Land Roadblocks Stifle Growth in India’s Solar Open Access Market

Land Roadblocks Stifle Growth in India’s Solar Open Access Market

Land Roadblocks Stifle Growth in India’s Solar Open Access Market

News Date April 13, 2026

India’s solar open access market—a vital avenue for businesses to go green—is facing a significant growing pain: a shortage of usable land. Despite high demand from corporate consumers and a record-breaking year for solar overall, the expansion of open access projects remained nearly flat in 2025. Industry experts point to a complex web of fragmented ownership, unclear land titles, and slow regulatory approvals as the primary reasons why developers are struggling to get new projects off the ground.

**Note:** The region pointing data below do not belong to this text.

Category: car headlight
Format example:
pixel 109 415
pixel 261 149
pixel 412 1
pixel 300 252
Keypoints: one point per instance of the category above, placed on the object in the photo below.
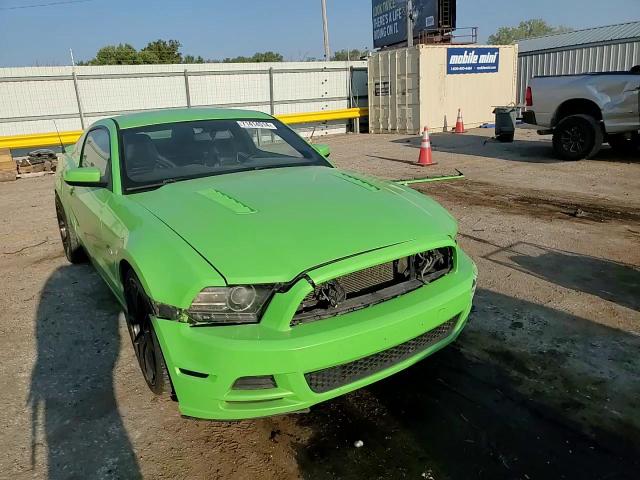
pixel 230 305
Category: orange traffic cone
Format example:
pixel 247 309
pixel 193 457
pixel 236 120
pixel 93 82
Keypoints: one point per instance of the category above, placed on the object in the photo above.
pixel 425 150
pixel 459 123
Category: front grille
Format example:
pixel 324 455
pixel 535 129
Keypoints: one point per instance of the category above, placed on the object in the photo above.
pixel 330 378
pixel 373 285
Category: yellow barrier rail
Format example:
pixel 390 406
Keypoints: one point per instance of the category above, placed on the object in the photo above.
pixel 51 138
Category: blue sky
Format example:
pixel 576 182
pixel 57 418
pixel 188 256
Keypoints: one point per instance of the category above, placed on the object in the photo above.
pixel 223 28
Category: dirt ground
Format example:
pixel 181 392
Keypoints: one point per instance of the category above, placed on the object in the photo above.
pixel 544 383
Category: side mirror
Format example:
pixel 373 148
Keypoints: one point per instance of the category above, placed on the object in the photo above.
pixel 83 177
pixel 323 149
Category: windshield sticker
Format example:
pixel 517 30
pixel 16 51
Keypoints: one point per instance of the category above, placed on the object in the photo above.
pixel 267 125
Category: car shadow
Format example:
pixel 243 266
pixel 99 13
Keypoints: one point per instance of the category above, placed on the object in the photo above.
pixel 612 281
pixel 74 411
pixel 529 151
pixel 486 407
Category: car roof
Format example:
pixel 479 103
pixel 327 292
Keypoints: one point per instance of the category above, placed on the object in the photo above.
pixel 171 115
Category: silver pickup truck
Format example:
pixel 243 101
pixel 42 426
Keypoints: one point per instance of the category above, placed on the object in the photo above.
pixel 583 111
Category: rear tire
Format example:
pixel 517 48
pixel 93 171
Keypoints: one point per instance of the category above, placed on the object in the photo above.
pixel 577 137
pixel 625 144
pixel 72 248
pixel 144 338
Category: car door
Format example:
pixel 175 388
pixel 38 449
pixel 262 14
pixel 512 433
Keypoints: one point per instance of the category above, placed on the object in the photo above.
pixel 87 203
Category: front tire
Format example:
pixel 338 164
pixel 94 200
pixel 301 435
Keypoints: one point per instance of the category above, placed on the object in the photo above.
pixel 72 248
pixel 577 137
pixel 144 338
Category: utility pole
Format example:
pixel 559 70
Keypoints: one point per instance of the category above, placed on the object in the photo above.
pixel 325 27
pixel 409 24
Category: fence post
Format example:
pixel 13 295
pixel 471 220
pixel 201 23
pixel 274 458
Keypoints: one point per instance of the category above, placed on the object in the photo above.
pixel 272 108
pixel 75 86
pixel 352 102
pixel 186 88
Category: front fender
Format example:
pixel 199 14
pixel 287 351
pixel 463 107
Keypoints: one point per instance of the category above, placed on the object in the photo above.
pixel 170 270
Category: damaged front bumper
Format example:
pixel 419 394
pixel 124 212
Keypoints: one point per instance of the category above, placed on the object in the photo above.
pixel 292 368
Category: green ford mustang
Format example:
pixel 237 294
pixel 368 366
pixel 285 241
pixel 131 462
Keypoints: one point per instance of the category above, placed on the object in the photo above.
pixel 257 279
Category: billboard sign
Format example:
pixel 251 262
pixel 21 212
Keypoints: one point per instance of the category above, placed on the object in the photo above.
pixel 472 60
pixel 390 22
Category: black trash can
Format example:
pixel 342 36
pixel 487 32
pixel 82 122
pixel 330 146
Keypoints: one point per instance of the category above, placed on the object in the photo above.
pixel 505 123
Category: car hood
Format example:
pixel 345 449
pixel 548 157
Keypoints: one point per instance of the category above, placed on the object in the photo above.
pixel 271 225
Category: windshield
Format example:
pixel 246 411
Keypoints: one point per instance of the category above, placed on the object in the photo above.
pixel 158 154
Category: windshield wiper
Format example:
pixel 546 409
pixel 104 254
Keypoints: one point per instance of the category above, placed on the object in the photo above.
pixel 152 186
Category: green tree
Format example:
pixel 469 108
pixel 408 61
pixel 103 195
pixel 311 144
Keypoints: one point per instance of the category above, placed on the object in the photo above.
pixel 343 55
pixel 535 27
pixel 159 51
pixel 162 51
pixel 192 59
pixel 121 54
pixel 257 57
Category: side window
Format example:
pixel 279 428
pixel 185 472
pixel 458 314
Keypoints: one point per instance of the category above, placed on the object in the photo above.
pixel 96 152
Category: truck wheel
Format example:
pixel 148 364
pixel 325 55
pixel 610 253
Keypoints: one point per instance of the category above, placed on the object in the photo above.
pixel 72 248
pixel 625 144
pixel 143 336
pixel 577 137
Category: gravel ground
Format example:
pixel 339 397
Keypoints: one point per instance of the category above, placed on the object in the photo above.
pixel 543 383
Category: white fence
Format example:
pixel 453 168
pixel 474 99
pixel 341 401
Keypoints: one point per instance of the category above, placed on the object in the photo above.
pixel 31 98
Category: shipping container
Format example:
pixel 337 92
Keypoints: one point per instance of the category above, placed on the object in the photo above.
pixel 425 85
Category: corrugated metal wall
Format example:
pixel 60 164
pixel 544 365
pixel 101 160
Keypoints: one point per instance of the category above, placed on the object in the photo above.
pixel 30 98
pixel 574 60
pixel 409 88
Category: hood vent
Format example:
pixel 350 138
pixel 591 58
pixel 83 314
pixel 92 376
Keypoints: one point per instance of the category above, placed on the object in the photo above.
pixel 358 181
pixel 226 201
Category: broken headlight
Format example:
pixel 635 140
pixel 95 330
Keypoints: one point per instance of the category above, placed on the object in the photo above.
pixel 229 305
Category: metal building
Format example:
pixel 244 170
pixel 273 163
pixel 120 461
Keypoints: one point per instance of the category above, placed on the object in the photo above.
pixel 601 49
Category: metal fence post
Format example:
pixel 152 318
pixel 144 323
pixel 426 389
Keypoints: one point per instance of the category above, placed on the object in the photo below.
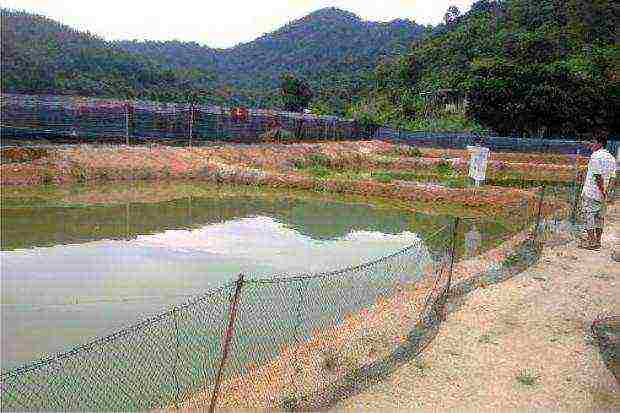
pixel 538 217
pixel 573 213
pixel 191 122
pixel 453 248
pixel 127 124
pixel 176 362
pixel 232 313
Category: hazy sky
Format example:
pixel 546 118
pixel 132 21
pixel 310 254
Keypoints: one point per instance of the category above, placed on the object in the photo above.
pixel 219 23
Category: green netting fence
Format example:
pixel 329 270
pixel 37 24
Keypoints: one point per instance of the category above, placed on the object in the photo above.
pixel 290 341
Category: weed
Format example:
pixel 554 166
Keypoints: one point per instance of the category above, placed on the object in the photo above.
pixel 383 177
pixel 512 260
pixel 527 378
pixel 47 177
pixel 318 159
pixel 422 366
pixel 80 174
pixel 444 168
pixel 290 402
pixel 486 338
pixel 319 171
pixel 406 151
pixel 329 360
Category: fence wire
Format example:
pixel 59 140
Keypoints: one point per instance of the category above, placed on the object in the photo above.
pixel 78 119
pixel 292 341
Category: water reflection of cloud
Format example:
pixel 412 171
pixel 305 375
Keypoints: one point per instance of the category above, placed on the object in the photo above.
pixel 265 240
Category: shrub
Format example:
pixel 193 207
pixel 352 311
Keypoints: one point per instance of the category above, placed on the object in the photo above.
pixel 527 379
pixel 406 151
pixel 383 177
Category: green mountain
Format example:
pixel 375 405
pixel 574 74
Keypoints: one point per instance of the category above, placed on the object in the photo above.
pixel 333 50
pixel 523 67
pixel 40 55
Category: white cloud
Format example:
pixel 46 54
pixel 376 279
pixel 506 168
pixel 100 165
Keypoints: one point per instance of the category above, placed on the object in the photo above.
pixel 216 23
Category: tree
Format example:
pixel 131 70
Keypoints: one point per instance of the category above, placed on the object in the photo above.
pixel 451 17
pixel 296 93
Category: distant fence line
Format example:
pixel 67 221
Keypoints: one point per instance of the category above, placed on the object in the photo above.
pixel 78 118
pixel 286 342
pixel 137 121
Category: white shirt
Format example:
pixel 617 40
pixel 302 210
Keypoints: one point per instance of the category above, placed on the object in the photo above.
pixel 601 163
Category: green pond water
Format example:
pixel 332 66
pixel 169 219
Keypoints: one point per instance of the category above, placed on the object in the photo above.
pixel 70 273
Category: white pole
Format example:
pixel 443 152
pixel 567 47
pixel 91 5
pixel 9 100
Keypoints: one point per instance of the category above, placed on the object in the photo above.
pixel 126 124
pixel 191 121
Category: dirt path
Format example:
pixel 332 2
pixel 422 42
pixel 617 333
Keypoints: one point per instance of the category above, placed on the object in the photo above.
pixel 534 327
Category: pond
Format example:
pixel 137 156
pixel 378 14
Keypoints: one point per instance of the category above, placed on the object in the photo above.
pixel 73 270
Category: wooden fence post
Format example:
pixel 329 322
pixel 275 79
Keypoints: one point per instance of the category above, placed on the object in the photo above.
pixel 232 313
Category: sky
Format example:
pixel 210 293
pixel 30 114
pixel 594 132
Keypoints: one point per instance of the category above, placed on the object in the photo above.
pixel 216 23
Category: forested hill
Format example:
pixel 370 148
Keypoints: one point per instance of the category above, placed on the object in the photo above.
pixel 334 50
pixel 526 67
pixel 40 55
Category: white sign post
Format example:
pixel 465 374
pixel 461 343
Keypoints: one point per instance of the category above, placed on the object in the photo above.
pixel 478 160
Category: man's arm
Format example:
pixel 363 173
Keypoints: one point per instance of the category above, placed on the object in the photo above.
pixel 600 184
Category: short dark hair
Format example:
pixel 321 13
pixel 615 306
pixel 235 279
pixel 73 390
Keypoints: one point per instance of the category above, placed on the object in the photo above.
pixel 602 139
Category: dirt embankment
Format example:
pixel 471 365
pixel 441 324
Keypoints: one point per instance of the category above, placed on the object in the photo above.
pixel 521 345
pixel 271 165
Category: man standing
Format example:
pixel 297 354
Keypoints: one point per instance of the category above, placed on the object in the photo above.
pixel 599 181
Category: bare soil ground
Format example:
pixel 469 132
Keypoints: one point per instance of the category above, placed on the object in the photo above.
pixel 520 345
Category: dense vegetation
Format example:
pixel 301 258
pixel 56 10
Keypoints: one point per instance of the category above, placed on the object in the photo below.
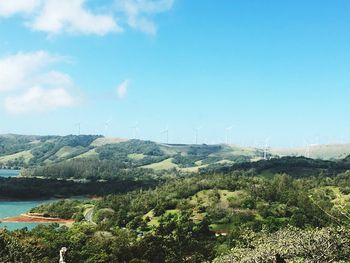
pixel 17 151
pixel 250 213
pixel 284 209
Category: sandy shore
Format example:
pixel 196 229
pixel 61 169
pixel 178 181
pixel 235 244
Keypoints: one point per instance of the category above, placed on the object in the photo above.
pixel 35 219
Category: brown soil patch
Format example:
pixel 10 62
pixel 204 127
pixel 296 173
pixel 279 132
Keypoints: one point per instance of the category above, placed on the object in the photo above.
pixel 36 219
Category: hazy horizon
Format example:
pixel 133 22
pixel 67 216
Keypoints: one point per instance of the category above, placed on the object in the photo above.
pixel 268 69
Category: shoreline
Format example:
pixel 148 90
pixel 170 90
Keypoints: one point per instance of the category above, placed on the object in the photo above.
pixel 25 218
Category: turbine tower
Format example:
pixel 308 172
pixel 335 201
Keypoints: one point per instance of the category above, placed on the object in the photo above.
pixel 196 131
pixel 78 127
pixel 107 123
pixel 266 147
pixel 228 134
pixel 135 129
pixel 166 132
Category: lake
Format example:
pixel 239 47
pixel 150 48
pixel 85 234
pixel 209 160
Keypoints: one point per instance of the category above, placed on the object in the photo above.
pixel 15 208
pixel 8 173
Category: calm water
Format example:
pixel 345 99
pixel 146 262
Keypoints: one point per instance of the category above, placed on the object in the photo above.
pixel 8 173
pixel 15 208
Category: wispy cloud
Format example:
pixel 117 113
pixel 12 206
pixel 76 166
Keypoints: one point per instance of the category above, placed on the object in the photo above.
pixel 59 16
pixel 37 99
pixel 12 7
pixel 31 85
pixel 74 16
pixel 122 89
pixel 138 13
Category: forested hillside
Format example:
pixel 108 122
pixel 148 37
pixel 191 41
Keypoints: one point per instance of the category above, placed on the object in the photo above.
pixel 17 151
pixel 292 209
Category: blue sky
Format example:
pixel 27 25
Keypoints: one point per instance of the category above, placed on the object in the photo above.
pixel 270 69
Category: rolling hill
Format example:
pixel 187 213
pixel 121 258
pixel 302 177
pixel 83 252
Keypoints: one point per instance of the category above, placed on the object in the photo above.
pixel 21 151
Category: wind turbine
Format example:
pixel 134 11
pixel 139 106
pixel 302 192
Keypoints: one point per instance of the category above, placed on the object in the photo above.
pixel 266 147
pixel 135 129
pixel 78 126
pixel 196 131
pixel 107 123
pixel 228 133
pixel 166 132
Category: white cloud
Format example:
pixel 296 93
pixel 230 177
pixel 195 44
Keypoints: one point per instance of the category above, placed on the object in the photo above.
pixel 17 71
pixel 58 16
pixel 137 12
pixel 37 99
pixel 74 16
pixel 12 7
pixel 122 89
pixel 31 85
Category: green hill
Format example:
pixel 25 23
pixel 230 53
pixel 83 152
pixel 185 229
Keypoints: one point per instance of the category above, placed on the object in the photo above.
pixel 20 151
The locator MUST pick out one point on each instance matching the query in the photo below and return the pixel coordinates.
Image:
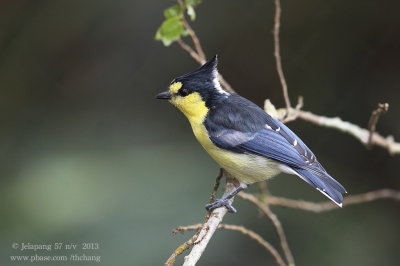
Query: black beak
(164, 95)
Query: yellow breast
(244, 167)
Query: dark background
(88, 155)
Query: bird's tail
(324, 183)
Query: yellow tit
(242, 138)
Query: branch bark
(247, 232)
(207, 230)
(277, 54)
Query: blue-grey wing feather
(248, 129)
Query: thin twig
(179, 250)
(356, 131)
(190, 50)
(359, 133)
(277, 54)
(189, 243)
(382, 108)
(208, 229)
(195, 40)
(216, 186)
(247, 232)
(328, 205)
(275, 221)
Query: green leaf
(173, 11)
(170, 30)
(192, 2)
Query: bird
(242, 138)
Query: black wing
(241, 126)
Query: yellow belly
(244, 167)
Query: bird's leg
(225, 201)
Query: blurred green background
(88, 155)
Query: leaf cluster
(173, 28)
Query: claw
(220, 203)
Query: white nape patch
(286, 169)
(236, 137)
(217, 85)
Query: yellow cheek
(193, 107)
(174, 87)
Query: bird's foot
(220, 203)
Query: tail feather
(325, 184)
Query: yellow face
(191, 105)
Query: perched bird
(242, 138)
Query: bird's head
(196, 92)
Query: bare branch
(382, 108)
(179, 250)
(275, 221)
(328, 205)
(359, 133)
(195, 40)
(277, 54)
(251, 234)
(208, 229)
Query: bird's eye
(183, 92)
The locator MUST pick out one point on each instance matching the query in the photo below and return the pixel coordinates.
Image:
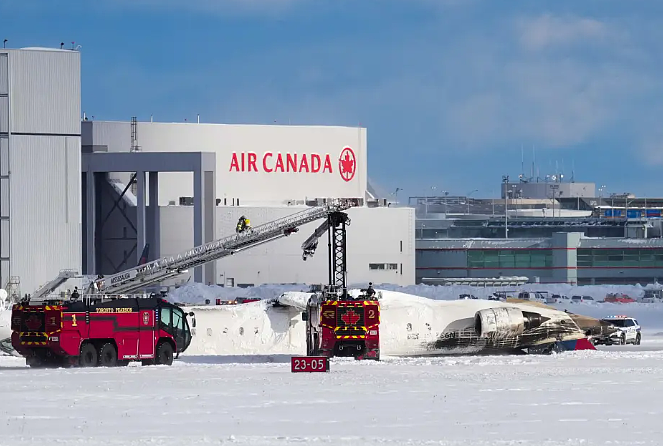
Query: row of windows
(540, 258)
(509, 258)
(620, 257)
(382, 266)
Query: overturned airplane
(417, 326)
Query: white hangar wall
(378, 239)
(255, 163)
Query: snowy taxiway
(605, 397)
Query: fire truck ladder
(158, 270)
(334, 226)
(51, 286)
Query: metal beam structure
(95, 169)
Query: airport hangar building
(62, 204)
(263, 172)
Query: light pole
(468, 199)
(396, 194)
(505, 181)
(432, 188)
(601, 189)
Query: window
(382, 266)
(620, 257)
(509, 258)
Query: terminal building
(90, 195)
(574, 237)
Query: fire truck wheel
(88, 356)
(164, 353)
(108, 355)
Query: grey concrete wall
(40, 187)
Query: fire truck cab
(99, 331)
(339, 325)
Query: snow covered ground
(234, 387)
(607, 397)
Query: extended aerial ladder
(167, 267)
(335, 227)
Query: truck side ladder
(161, 269)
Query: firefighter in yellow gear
(243, 224)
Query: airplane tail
(144, 254)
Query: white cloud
(476, 91)
(550, 30)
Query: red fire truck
(338, 324)
(342, 326)
(100, 331)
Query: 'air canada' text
(278, 162)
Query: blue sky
(451, 90)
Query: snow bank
(248, 329)
(197, 293)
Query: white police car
(628, 331)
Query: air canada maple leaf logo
(350, 317)
(347, 164)
(33, 322)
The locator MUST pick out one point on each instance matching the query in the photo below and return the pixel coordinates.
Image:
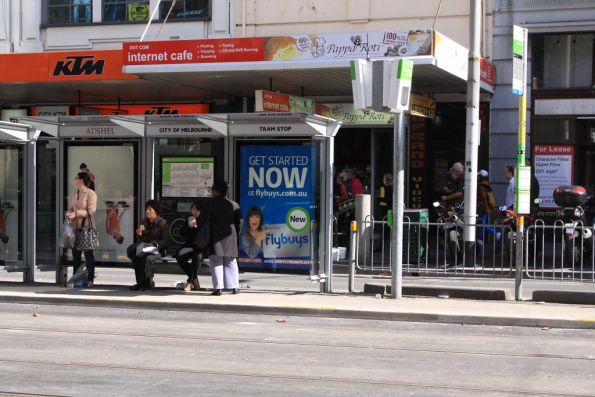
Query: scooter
(5, 209)
(578, 235)
(113, 216)
(508, 217)
(451, 218)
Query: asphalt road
(300, 282)
(75, 351)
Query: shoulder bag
(87, 237)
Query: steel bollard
(352, 255)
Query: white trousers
(224, 272)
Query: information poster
(187, 176)
(553, 168)
(277, 201)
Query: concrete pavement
(287, 303)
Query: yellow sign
(422, 106)
(138, 12)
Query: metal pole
(352, 256)
(398, 207)
(518, 278)
(472, 130)
(150, 20)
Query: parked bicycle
(451, 217)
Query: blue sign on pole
(277, 198)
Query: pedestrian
(356, 184)
(452, 191)
(510, 190)
(188, 255)
(83, 205)
(153, 235)
(225, 222)
(83, 168)
(486, 202)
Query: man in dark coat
(225, 218)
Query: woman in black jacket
(187, 256)
(153, 233)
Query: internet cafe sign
(314, 46)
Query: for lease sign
(553, 168)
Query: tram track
(344, 382)
(204, 338)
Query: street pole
(520, 88)
(398, 207)
(472, 130)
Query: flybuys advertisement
(277, 201)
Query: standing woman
(187, 256)
(153, 233)
(225, 220)
(83, 205)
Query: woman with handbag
(197, 239)
(153, 233)
(83, 205)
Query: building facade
(560, 93)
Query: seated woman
(193, 246)
(153, 234)
(252, 238)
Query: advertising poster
(112, 169)
(277, 202)
(190, 176)
(553, 168)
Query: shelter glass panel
(11, 210)
(184, 172)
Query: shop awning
(17, 132)
(197, 125)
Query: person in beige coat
(83, 205)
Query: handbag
(203, 235)
(87, 237)
(68, 235)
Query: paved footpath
(287, 303)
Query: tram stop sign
(382, 85)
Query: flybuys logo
(282, 240)
(79, 65)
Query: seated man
(153, 233)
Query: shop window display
(70, 11)
(185, 9)
(125, 11)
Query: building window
(125, 10)
(563, 61)
(184, 9)
(70, 11)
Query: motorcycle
(508, 218)
(451, 218)
(578, 235)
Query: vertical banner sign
(518, 60)
(277, 201)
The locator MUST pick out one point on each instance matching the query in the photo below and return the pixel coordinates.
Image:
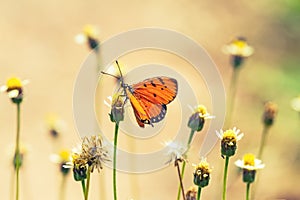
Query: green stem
(115, 160)
(17, 152)
(88, 178)
(199, 193)
(225, 177)
(184, 163)
(262, 141)
(62, 188)
(248, 191)
(180, 179)
(231, 98)
(83, 187)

Acquiring the “contiguous, litigation-free” land needed for a solar farm is becoming a Herculean task. In many states, developers spend six to twelve months just on land aggregation and conversion. Because land parcels are often small and split among multiple owners, a single project might require negotiating with dozens of farmers, some of whom may hold outdated or unrecorded titles. This “negotiation fatigue” often pushes projects into remote areas where land is cheaper, but this move creates a new set of problems: higher transmission costs and longer evacuation distances. As one developer noted, “any delay in land directly defers the value for the customer,” pushing back the date when a factory can finally start seeing savings on its power bill.

To adapt, the industry is getting creative. Many developers are shrinking their project sizes—focusing on 10-50 MW “distributed clusters” rather than massive single-site plants—to make better use of smaller, available land parcels. There is also a renewed push for floating solar on reservoirs, which avoids land conflicts entirely, though this comes with higher technical costs. States like Uttar Pradesh are leading the way by allowing solar projects on agricultural land without requiring a lengthy conversion process. However, for India to reach its true open access potential, experts agree that a multi-pronged approach is needed: further digitization of land records, the creation of dedicated “renewable energy zones,” and a more streamlined “single-window” clearance system that moves as fast as the transition itself.